Emily Lanier, a senior chemistry major, said the time and cost associated with the research process can be prohibitive for full-time students, especially those working their way through college independently. Lanier, who said she routinely dedicates 10-15 hours each week to her research, said the grant allows students who might not otherwise have the opportunity to participate.
“I’m really excited about the students that are coming in,” Lanier said. “I almost wish I could come in again as a new freshman and get to experience what this is going to do for our chemistry department.”
Amanda Wolfe, assistant professor of chemistry at UNC Ashville, agrees that the grant program helps to alleviate financial constraints for students. “These stipends will enable the North Carolina GlaxoSmithKline Scholars to really submerge themselves in science, instead of having to job-hunt for an off-campus job to support themselves,” she said.
In addition to low-income students, UNC Asheville’s program supports the success of female and underrepresented minority science majors and first-generation students, noted Marilyn Foote-Hudson, executive director of the North Carolina GlaxoSmithKline Foundation.

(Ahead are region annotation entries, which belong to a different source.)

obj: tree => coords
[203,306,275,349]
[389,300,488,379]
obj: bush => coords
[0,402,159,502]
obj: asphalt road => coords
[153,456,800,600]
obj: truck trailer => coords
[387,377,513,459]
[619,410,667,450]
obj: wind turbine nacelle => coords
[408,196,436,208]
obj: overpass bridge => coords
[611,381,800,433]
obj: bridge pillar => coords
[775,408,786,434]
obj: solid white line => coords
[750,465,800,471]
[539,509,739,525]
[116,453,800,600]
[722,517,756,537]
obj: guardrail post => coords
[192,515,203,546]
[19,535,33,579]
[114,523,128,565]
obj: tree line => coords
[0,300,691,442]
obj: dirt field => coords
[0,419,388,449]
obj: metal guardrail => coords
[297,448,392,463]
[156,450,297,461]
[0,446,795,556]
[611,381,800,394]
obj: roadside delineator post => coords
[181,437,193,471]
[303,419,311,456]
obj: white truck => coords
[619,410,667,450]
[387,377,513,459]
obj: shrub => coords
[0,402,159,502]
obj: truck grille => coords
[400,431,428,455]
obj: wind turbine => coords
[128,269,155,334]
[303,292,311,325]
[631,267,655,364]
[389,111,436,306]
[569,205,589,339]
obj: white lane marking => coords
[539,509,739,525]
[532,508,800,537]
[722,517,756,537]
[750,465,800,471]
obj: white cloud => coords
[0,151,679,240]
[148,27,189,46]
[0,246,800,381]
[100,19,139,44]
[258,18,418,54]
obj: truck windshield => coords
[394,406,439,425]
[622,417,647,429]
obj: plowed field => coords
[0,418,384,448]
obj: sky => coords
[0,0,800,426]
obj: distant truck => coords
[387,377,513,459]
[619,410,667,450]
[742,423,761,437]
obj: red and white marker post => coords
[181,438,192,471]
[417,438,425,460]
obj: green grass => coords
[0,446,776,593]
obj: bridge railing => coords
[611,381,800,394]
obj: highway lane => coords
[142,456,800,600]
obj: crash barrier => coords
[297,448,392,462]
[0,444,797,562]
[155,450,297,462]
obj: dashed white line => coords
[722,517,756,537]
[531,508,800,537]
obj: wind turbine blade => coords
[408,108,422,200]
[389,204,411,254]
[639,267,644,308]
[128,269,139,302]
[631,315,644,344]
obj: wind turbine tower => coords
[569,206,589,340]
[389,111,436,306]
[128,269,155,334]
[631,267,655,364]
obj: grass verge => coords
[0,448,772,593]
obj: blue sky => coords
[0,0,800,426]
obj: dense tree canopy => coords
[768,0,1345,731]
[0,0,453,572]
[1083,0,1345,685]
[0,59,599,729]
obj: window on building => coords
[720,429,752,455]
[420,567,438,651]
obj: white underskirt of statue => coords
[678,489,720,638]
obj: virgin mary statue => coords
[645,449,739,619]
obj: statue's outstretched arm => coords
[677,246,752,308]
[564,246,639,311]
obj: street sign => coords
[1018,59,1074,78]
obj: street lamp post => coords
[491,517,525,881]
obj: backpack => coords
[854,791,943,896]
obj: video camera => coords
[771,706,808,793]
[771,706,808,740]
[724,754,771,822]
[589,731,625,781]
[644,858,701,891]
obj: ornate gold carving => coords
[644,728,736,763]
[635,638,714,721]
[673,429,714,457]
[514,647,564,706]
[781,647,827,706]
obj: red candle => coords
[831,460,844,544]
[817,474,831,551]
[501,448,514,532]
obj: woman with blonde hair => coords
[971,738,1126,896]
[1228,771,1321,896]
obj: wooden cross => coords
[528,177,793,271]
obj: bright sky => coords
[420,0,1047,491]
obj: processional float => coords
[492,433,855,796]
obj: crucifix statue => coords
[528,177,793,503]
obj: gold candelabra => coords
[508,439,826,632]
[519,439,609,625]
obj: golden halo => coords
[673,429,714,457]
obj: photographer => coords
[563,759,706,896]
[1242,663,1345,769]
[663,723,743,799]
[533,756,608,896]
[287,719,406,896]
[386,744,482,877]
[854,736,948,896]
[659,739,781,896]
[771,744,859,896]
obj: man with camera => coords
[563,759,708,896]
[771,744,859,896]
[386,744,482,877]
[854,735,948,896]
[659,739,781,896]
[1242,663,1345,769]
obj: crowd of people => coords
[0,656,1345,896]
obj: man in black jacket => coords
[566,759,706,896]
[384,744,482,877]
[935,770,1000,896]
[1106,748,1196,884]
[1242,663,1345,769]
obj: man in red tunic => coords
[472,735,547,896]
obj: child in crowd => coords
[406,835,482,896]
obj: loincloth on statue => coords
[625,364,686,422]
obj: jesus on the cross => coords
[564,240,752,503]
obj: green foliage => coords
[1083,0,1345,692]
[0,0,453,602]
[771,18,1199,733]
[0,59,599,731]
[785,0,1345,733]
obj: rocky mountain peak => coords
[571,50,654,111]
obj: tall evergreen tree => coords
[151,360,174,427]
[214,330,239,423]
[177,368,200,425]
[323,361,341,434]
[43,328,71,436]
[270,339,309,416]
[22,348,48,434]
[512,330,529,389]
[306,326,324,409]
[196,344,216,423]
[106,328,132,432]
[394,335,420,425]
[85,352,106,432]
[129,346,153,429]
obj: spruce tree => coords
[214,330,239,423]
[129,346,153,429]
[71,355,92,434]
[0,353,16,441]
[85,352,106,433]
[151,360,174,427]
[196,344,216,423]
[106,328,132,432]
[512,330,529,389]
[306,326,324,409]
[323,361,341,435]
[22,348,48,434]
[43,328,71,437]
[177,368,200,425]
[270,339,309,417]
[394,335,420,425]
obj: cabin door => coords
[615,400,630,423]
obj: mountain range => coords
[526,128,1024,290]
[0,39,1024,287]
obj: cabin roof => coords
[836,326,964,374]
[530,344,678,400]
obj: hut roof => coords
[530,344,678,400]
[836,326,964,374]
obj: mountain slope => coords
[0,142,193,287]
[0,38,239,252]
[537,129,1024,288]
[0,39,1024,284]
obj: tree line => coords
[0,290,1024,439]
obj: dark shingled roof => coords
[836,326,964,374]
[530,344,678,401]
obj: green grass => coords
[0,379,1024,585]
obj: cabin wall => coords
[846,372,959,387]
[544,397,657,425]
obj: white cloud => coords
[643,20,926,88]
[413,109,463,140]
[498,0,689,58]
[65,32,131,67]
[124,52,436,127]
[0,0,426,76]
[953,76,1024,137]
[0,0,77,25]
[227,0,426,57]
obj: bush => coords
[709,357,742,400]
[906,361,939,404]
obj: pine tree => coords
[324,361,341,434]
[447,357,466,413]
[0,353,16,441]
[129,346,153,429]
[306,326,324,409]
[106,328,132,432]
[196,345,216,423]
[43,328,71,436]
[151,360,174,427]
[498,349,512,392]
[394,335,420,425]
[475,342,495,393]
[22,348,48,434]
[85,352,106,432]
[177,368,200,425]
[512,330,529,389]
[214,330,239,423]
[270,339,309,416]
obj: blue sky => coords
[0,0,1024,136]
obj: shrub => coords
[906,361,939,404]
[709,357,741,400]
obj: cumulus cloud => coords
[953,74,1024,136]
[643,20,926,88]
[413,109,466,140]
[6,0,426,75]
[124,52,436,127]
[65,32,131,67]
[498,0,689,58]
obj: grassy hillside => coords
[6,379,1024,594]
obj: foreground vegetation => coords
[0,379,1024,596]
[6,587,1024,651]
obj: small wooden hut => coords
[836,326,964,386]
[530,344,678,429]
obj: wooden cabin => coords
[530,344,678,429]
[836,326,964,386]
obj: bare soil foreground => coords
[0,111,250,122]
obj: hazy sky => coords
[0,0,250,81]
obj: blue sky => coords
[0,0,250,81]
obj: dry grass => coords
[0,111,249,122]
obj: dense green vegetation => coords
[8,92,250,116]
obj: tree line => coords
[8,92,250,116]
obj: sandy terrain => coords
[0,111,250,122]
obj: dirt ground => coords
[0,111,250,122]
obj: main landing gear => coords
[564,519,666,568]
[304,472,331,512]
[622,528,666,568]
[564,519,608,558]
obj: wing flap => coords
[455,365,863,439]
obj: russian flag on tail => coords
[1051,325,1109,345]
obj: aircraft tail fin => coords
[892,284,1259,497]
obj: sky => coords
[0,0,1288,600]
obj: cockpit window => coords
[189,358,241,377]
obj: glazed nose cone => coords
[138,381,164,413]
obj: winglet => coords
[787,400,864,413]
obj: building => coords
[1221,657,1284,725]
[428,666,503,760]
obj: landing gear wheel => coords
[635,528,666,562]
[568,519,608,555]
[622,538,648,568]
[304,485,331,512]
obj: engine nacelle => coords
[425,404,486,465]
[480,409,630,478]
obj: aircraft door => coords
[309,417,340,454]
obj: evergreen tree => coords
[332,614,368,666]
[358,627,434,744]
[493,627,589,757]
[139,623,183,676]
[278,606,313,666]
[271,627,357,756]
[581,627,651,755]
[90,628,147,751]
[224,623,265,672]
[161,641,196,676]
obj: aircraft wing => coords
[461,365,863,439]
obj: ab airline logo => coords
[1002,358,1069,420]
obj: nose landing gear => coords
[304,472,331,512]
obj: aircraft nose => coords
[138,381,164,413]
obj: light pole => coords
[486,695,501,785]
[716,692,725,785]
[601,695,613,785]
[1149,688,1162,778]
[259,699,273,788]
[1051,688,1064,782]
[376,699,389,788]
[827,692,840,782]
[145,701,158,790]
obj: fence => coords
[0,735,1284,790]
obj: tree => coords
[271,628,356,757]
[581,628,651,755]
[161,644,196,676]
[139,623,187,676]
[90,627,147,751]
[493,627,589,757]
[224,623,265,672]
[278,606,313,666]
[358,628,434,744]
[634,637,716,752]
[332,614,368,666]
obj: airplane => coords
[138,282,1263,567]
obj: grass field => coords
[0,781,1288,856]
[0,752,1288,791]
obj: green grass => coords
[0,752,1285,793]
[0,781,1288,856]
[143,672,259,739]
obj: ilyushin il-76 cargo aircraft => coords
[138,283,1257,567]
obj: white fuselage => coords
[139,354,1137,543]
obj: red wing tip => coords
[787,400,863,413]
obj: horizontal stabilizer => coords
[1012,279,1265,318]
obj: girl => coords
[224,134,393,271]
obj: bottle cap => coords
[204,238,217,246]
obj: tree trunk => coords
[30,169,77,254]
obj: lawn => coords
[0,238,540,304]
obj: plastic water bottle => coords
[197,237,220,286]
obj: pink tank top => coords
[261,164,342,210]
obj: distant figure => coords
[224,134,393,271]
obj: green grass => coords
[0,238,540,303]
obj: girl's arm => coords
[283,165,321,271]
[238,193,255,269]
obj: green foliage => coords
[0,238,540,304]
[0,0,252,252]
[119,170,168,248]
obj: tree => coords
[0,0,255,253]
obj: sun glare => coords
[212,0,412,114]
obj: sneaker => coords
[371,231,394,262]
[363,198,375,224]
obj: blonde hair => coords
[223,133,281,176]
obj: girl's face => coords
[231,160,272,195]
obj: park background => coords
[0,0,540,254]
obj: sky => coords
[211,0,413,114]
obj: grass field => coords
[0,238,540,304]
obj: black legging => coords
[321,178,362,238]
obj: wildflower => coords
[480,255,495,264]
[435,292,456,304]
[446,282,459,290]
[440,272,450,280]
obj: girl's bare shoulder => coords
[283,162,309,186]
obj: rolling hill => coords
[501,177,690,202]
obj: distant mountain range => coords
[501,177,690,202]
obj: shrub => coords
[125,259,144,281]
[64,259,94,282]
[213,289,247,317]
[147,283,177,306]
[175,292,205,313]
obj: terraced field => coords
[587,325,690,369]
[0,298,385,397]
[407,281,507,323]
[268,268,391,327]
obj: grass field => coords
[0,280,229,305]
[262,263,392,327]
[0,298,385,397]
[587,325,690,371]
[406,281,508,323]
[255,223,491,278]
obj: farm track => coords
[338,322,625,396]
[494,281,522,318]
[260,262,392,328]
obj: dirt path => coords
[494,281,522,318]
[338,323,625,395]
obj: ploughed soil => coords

“[The grant] will have an individual impact on so many scholars and advance the institution’s efforts in knowledge generation and innovation while strengthening the entire education pipeline in these important fields,” Chancellor Grant said.
In addition to the university’s standard curriculum, undergraduate research routinely encourages creative thinking and collaboration among students, as well as with their faculty mentors, Grant noted. In doing so, she added, the institution is cultivating thinkers who will be instrumental in solving the challenges of the 21st century.
“We know from talking to employers and looking at research,” Grant said, “that what the world needs are people who can ask questions who have curiosity, who can work in a group, who can solve problems.”
Ben Teague, senior vice president of the Asheville Chamber of Commerce Economic Development Coalition, said that dedication to student-learning outcomes, including through undergraduate research, can significantly benefit Asheville’s local economy.
“It’s my dream that we will no longer be a talent-import area — that we will not only stop brain drain, in letting the talent that’s here go to other places — but we will develop our own talent and continue to supply the businesses that are here with what they need directly from the university systems and community college systems that we have,” Teague said. “UNC Asheville, as the hometown university, plays a critical role in making that happen.”
UNC Asheville will provide nearly $700,000 in matching funds, to augment the contribution made by the North Carolina GlaxoSmithKline Foundation, bringing the project total to over $2.2 million, according to the university’s press release.
Lanier, who will be graduating this spring, spoke highly of her educational experience at the UNC Asheville and was optimistic for future students. “I love our chemistry department. It’s given me a stellar education,” Lanier said. “But this kind of opportunities — for a lot more of the students … to not have [to hold down] other jobs, and [to] get to really dedicate themselves to their research and actually accomplishing something — is a really incredible opportunity for a lot of the incoming students.”
However, Grant added, UNC Asheville’s mission is to support and encourage student’s best work across every discipline. “When we’re working with our students here, whether it’s in our humanities programs, whether it’s in our science programs, it’s about getting them to do their best creative, critical thinking work,” she emphasized. “Work that will take them outside UNC Asheville and beyond.”